Transform selected records into analysis-ready values and leave a clear QC trail showing how you got there.

6.2 Step 4 is where hidden logic becomes visible

This is the point in the workflow where annual prep repos often stop looking simple. Gap fills, decomposition logic, suppressions, timing fixes, and historical-layer rules all tend to show up here.

The cookbook standard is straightforward:

  • keep the method explicit,
  • keep the raw-versus-adjusted distinction traceable, and
  • keep the intermediate QC artifacts.

6.3 Required outputs from Step 4

  • processed_records.csv
  • processing_log.md
  • exception-register.csv
  • qc-artifact-review.md
  • species-specific tracking or decomposition files written by the prep repo

6.4 Processing actions (in order)

  1. Apply approved transformations only.
  2. Preserve raw values and adjusted values, or leave a clear link between them.
  3. Add method tags and adjustment flags.
  4. Write intermediate QC artifacts.
  5. Summarize exceptions that require reviewer sign-off.
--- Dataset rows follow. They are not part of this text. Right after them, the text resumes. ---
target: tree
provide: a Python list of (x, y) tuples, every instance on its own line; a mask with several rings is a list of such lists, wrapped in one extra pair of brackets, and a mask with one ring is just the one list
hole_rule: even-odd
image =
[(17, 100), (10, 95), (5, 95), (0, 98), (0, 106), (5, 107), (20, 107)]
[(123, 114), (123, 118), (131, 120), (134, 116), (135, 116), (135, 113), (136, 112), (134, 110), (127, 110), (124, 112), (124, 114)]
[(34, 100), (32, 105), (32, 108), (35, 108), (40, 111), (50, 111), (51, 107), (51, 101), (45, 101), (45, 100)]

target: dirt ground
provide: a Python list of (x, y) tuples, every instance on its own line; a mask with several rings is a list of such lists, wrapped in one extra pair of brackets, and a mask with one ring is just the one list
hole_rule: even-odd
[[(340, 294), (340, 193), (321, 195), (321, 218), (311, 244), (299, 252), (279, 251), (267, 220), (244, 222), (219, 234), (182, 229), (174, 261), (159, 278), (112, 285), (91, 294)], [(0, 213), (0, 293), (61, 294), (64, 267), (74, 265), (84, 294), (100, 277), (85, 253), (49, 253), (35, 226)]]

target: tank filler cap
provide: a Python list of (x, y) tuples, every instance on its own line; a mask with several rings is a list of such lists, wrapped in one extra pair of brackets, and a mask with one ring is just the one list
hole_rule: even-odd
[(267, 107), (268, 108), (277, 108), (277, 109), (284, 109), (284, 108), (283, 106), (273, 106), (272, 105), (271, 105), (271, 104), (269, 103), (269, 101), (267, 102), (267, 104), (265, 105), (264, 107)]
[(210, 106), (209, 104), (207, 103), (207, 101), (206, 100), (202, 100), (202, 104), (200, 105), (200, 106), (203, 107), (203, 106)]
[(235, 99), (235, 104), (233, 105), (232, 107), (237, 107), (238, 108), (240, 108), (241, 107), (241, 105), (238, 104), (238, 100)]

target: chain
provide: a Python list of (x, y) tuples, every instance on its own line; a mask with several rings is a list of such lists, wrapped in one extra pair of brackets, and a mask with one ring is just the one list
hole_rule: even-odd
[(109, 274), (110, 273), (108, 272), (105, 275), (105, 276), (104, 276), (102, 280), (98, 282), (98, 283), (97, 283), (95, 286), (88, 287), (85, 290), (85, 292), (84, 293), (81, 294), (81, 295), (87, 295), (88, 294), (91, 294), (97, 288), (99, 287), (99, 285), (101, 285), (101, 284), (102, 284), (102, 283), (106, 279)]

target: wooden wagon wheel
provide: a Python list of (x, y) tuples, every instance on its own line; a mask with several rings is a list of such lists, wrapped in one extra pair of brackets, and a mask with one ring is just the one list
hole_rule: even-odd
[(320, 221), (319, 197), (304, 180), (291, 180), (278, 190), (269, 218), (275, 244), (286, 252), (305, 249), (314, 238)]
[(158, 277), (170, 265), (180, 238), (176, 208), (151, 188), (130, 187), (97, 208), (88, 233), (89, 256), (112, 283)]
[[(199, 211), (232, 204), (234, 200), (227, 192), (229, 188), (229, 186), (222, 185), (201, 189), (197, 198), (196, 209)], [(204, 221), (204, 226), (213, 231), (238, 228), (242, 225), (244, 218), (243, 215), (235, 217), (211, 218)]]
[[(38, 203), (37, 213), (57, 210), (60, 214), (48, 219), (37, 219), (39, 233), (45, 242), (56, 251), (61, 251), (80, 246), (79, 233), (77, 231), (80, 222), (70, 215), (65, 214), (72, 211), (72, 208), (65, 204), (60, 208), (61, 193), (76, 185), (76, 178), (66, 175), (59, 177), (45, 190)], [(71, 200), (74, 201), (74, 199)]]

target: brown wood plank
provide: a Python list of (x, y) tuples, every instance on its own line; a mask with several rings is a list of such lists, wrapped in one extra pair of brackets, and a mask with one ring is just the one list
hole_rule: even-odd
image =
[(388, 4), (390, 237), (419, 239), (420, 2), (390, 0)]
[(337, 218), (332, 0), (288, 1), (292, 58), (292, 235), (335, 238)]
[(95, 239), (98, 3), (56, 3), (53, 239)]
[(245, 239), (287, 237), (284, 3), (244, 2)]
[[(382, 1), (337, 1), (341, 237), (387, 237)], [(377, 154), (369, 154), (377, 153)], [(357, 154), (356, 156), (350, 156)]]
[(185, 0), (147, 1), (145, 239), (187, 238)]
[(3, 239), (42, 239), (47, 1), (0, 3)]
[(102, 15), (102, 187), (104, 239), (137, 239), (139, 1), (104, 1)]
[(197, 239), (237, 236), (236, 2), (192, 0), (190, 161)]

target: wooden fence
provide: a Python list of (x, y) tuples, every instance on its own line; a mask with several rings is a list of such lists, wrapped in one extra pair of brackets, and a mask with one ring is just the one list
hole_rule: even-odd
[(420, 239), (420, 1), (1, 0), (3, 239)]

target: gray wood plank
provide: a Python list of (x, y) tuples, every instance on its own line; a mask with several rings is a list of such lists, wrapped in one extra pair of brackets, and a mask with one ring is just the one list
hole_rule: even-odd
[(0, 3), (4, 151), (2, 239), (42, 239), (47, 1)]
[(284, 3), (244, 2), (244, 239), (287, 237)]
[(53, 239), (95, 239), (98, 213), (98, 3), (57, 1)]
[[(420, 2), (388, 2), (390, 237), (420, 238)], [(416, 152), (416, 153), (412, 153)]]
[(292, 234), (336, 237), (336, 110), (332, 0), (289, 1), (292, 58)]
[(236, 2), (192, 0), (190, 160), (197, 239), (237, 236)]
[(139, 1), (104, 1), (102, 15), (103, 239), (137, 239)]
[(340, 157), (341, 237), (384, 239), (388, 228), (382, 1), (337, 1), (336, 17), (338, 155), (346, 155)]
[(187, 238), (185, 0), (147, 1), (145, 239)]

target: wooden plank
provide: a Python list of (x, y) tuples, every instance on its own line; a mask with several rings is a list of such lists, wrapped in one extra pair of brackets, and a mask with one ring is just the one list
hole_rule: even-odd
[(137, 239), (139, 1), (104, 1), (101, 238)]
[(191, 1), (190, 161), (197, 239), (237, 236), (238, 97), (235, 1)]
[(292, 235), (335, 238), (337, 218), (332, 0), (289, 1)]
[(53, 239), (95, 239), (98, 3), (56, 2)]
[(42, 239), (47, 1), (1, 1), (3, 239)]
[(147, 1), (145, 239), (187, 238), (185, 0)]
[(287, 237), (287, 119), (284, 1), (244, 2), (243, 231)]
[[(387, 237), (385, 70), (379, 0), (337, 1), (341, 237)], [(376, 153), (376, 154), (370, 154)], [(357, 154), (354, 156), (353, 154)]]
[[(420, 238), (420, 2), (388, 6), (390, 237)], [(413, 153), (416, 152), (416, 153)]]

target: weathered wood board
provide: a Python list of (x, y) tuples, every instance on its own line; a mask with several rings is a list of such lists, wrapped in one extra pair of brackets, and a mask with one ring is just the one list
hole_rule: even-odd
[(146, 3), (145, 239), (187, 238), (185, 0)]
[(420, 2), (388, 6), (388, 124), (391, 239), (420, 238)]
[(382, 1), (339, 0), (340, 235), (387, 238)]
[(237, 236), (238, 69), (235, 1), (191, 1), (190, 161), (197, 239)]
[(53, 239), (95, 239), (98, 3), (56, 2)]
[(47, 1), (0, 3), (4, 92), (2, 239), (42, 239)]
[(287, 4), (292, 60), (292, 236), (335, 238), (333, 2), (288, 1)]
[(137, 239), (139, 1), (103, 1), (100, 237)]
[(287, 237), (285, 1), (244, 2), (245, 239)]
6.5 Treat intermediate artifacts as first-class outputs

Do not review only the final flat files.

Intermediate artifacts often contain the evidence that the method behaved as intended, for example:

  • matching checks,
  • decomposition tables,
  • CU-specific prep tables,
  • unmatched-site reports,
  • historical-layer comparison tables,
  • pop-versus-CU comparison checks.

If a reviewer cannot see those files, they cannot really review the run.

6.6 Minimum columns for exception-register.csv

  • species
  • output_layer
  • object
  • years_affected
  • rule_type
  • implemented_in
  • rationale
  • review_required
  • reviewer_notes

Typical rule_type values include rename, suppress, merge, timing_override, gap_fill, decomposition, and manual_value.

6.7 Keep output-layer semantics explicit

Output layer Typical fields What they mean Common trap
cu_timeseries SpnForTrend_*, SpnForAbd_* canonical CU series for status and benchmarks assuming trend and abundance fields are always identical
pop_representation pop IDs, pop names, spawner fields representation or context layer assuming pop sums must equal CU totals
historical_context historical stream or aggregate rows continuity/context only treating context rows as authoritative CU estimates
status bundle CU series + metric specs downstream compute contract mixing authoring notes into machine tables

6.8 Species-pattern notes from current production repos

  • Sockeye: multiple CU-specific gap-fill families exist. Treat them as declared methods with reviewable outputs, not as mysterious script magic.
  • Coho: natural/hatchery decomposition and brood-year derivation are central processing steps. Review the decomposition tables, not just the final CU file.
  • Chum: CU totals are assembled from major systems plus Harrison logic. Review the composition assumptions and document expected CU/pop non-equality.
  • Pink: keep the official CU series distinct from the historical NuSEDS representation layer. The layers answer different questions.

6.9 Minimum QC expectations

  • every material adjustment has a flag or method tag,
  • raw-versus-adjusted traceability is preserved,
  • intermediate QC artifacts are reviewed and logged,
  • intentional NA patterns are explained,
  • expected non-equality patterns are explained before release.

6.10 Escalate when

  • adjustments materially change interpretation but the rationale is weak,
  • manual fixes are introduced without a reproducible rule expression,
  • the only evidence for a method choice lives inside code comments, or
  • you cannot explain a major output change using the intermediate artifacts.